The Emerging Church Movement: A New Form of Religious Organization?

Monday, July 14, 2014: 3:55 PM
Room: Harbor Lounge B
Oral Presentation
Maren FREUDENBERG , Sociology, Free University Berlin, Berlin, Germany
The last 30 years have seen an unprecedented decline in formal religious adherence in the United States that has affected a range of religious organizations. As a result, institutionalized religion has undergone heavy scrutiny regarding its abilities to respond to the spiritual needs of society in postmodernity. With the deterioration of grand narratives and absolute truths, institutionalized religion is rapidly losing its monopoly on interpreting the faith and prescribing the ways in which it is to be practiced. Instead, local religious communities are claiming the right to redefine what it means to lead a faithfully Christian life in their individual social contexts.

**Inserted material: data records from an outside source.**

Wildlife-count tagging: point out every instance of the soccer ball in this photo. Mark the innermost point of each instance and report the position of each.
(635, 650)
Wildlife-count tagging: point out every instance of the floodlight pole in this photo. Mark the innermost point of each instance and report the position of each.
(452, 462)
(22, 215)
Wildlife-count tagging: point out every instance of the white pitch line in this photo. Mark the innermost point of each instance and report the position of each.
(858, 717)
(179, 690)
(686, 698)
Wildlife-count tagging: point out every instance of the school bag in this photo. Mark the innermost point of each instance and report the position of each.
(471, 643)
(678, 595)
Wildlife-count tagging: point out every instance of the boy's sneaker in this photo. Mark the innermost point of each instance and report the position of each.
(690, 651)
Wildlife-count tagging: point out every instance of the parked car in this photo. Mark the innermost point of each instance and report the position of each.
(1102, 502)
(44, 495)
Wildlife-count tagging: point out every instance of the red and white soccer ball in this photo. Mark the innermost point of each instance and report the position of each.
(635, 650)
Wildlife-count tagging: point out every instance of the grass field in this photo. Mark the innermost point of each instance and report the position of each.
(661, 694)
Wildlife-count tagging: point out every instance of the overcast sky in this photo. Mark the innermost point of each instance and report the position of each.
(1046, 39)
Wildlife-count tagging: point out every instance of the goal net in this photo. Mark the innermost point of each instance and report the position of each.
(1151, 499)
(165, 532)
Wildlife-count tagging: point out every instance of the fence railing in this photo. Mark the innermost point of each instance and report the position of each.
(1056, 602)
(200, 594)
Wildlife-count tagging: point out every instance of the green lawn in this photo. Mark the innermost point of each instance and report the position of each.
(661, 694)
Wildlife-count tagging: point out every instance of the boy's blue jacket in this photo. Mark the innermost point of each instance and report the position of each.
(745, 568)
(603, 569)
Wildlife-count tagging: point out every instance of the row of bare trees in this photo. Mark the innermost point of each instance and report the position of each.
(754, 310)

The widespread criticism of institutionalized religion has resulted in the surge of a novel religious movement in the United States and elsewhere: the Emerging Church Movement (ECM). The ECM has no institutional structure or unified beliefs, instead spanning across a range of religious orientations from conservative to liberal, post-evangelical to neo-charismatic. It is often described as a “conversation” in that its followers question and criticize existing religious traditions and theologies and experiment with alternative ways of practicing their faith. They seek to overcome polarizing labels and preconceptions and the institutional and dogmatic baggage that these bring with them. They reflect postmodernity’s position that there is no absolute truth, deconstructing theological metanarratives and reorienting themselves toward early Christianity in an effort to ‘get back to the roots of the faith’.

Using field data, this paper shows how the ECM’s loose organizational form allows specific religious practices to take shape that offer viable alternatives to institutionalized religious membership. It then raises the related question whether the ECM as a growing movement defined by its non-institutionalization is a sustainable form of religious organization: if current growth rates continue, can the ECM escape organizational institutionalization at all?